CommandoCommando
Guides

LLM Setup

Pick a provider, set a key, choose a model. Plus the offline mock planner.

LLM Setup

Commando uses an LLM to plan each command. You can use OpenAI, OpenRouter, or skip the LLM entirely with the deterministic mock planner.

Quick decision

OpenAI

Best plan quality. Pay-as-you-go. Good default: gpt-4o-mini (cheap + fast).

OpenRouter

Single API for many models, including free tiers. Good default: z-ai/glm-4.5-air:free.

Mock planner

No LLM call. Deterministic regex-based planning for the most common verbs. Useful for offline demos and CI.

Interactive setup

cmdo init

This prompts you for:

  1. Provider — openai or openrouter.
  2. API key — pasted at the prompt, stored in ~/.commando/config.json.
  3. Model — picked from a curated dropdown.

Re-run cmdo init any time to switch providers or models.

Manual / env-only setup

If you'd rather not store the key on disk, set env vars and skip cmdo init. Commando looks for env vars before falling back to ~/.commando/config.json.

export OPENAI_API_KEY=sk-...
export OPENAI_MODEL=gpt-4o-mini   # optional, defaults to gpt-4o-mini
export OPENROUTER_API_KEY=sk-or-...
export OPENROUTER_MODEL=z-ai/glm-4.5-air:free   # optional

On Windows PowerShell:

$env:OPENAI_API_KEY = "sk-..."
$env:OPENAI_MODEL   = "gpt-4o-mini"

Curated OpenAI models

The cmdo init picker keeps the list tight (one screen). Power users can override via OPENAI_MODEL.

IDNote
gpt-4oFlagship, best for complex plans
gpt-4o-miniCheap + fast, good default
gpt-4.1Next-gen flagship
gpt-4.1-miniSmaller 4.1 tier
o3-miniReasoning model
o4-miniNewer reasoning model

Default: gpt-4o-mini.

OpenRouter

OpenRouter exposes a single OpenAI-compatible endpoint that proxies to dozens of providers. The default model z-ai/glm-4.5-air:free works without spend, which makes it ideal for first-run testing.

Default: z-ai/glm-4.5-air:free.

Override with OPENROUTER_MODEL (e.g. anthropic/claude-3.5-sonnet, openai/gpt-4o-mini, meta-llama/llama-3.1-70b-instruct).

How Commando uses the LLM

The planner sends a hard-rules system prompt plus a scoped slice of AGENT.md (only the section for the routed binary). It expects a single JSON object back:

{
  "binary": "sui",
  "args": ["client", "active-address"]
}

Output is parsed defensively (markdown fences, smart quotes, and surrounding prose are all tolerated). The plan is then validated against the allowlist built from AGENT.md:

  • binary must be one of sui / walrus / site-builder (with the platform-correct suffix).
  • The leading non-flag tokens of args must form a real command path.
  • Every flag must exist in the skill contract for that command path.

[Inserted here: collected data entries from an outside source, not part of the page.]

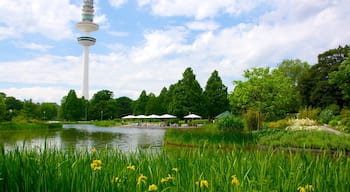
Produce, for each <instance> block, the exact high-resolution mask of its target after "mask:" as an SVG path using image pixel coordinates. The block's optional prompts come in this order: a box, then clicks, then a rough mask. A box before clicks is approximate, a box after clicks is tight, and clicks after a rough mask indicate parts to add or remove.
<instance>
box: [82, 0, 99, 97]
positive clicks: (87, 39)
mask: <svg viewBox="0 0 350 192" xmlns="http://www.w3.org/2000/svg"><path fill="white" fill-rule="evenodd" d="M93 20H94V1H93V0H84V2H83V9H82V21H81V22H78V23H77V25H76V27H77V28H78V30H80V31H82V32H84V33H85V35H84V36H81V37H78V42H79V44H80V45H82V46H83V47H84V52H83V86H82V96H83V97H84V98H85V99H87V100H88V99H89V46H93V45H95V43H96V39H95V38H94V37H90V33H91V32H94V31H97V30H98V28H99V27H98V25H97V24H96V23H93Z"/></svg>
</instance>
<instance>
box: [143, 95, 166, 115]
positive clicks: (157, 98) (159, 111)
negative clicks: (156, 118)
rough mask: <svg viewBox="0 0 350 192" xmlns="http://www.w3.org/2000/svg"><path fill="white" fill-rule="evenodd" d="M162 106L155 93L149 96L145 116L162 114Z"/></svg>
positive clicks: (147, 100)
mask: <svg viewBox="0 0 350 192" xmlns="http://www.w3.org/2000/svg"><path fill="white" fill-rule="evenodd" d="M161 107H162V106H161V105H160V103H159V99H158V97H156V96H155V95H154V93H150V94H148V100H147V104H146V109H145V114H146V115H151V114H160V113H161V111H162V109H161Z"/></svg>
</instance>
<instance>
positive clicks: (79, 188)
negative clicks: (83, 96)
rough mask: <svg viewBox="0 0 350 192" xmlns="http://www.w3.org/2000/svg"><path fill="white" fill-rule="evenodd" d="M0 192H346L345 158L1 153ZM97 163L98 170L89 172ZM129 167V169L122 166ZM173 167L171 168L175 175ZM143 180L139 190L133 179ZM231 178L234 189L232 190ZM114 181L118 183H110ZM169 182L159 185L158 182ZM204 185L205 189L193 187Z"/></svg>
mask: <svg viewBox="0 0 350 192" xmlns="http://www.w3.org/2000/svg"><path fill="white" fill-rule="evenodd" d="M1 153H2V154H1V155H0V168H1V169H0V191H84V192H88V191H148V187H149V186H150V185H151V184H155V185H156V186H157V188H158V191H171V192H172V191H174V192H178V191H215V192H217V191H297V188H298V187H299V186H305V185H307V184H310V185H312V186H313V188H314V189H315V191H347V190H348V189H349V185H350V183H349V182H350V174H349V173H350V158H348V157H346V156H344V154H342V153H341V152H339V153H336V154H335V155H333V156H329V155H328V154H321V155H314V154H310V153H308V152H303V151H300V152H298V153H291V152H289V151H288V150H286V151H278V152H276V151H273V150H268V151H258V150H251V151H245V150H236V151H225V150H208V149H204V148H198V149H185V150H184V149H179V150H170V151H162V152H160V153H148V152H137V153H132V154H124V153H121V152H120V151H118V150H113V149H101V150H98V151H97V152H96V153H91V152H89V151H63V150H55V149H43V150H41V151H40V150H39V151H38V150H32V151H22V150H21V149H17V150H14V151H7V152H4V151H3V150H2V151H1ZM93 160H101V162H102V165H101V167H102V169H101V170H100V171H94V170H92V169H91V163H92V162H93ZM130 165H133V166H135V170H130V169H128V168H127V167H128V166H130ZM173 168H177V169H178V172H176V171H174V170H173ZM141 174H142V175H144V176H146V177H147V179H143V182H141V184H140V185H138V184H137V179H138V178H139V176H140V175H141ZM232 175H236V177H237V179H238V180H239V182H240V185H239V186H234V185H232V178H231V176H232ZM116 177H118V181H117V182H115V180H114V182H112V179H113V178H116ZM167 177H168V178H169V177H171V178H172V179H170V180H168V181H167V182H163V183H162V182H161V180H162V178H167ZM201 180H202V181H204V180H205V181H207V182H208V187H205V186H203V187H202V188H200V187H198V186H196V184H195V183H196V182H197V181H201Z"/></svg>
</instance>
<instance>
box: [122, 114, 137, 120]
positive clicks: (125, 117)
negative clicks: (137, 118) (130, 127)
mask: <svg viewBox="0 0 350 192" xmlns="http://www.w3.org/2000/svg"><path fill="white" fill-rule="evenodd" d="M135 118H136V116H135V115H127V116H124V117H122V119H135Z"/></svg>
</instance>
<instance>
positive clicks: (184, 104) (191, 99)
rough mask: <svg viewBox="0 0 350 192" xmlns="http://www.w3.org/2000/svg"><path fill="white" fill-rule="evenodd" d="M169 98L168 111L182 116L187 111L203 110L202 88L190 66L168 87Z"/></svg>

A failed validation triggers a retry with a tighter hint instead of executing a hallucinated command.

Want to see the full system prompt and validation logic? Read src/llm/planner.ts in the Commando repo.

Offline / demo mode

Set CMDO_LLM_MOCK=1 to bypass the LLM entirely:

CMDO_LLM_MOCK=1 cmdo "show sui client active address" --sui

The mock covers:

  • Suiclient active-address, client active-env, client new-address, client gas, client switch --env, client publish, move build, move test.
  • Walrusinfo, list-blobs, get-wal, basic store/read scaffolding.
  • Site-builderdeploy <DIRECTORY> --epochs <N>, sitemap, update.

Use it for hackathon demos, CI smoke tests, or to rule out the LLM as a source of bugs while debugging.

Cost notes

  • gpt-4o-mini typically costs less than $0.001 per planning call (the prompts are small — usually under 2 KB).
  • OpenRouter free tiers have rate limits; switch to a paid model if you hit them during a demo.
  • The planner makes one LLM call per cmdo invocation under happy path; one extra call per validation retry (max 2 retries by default).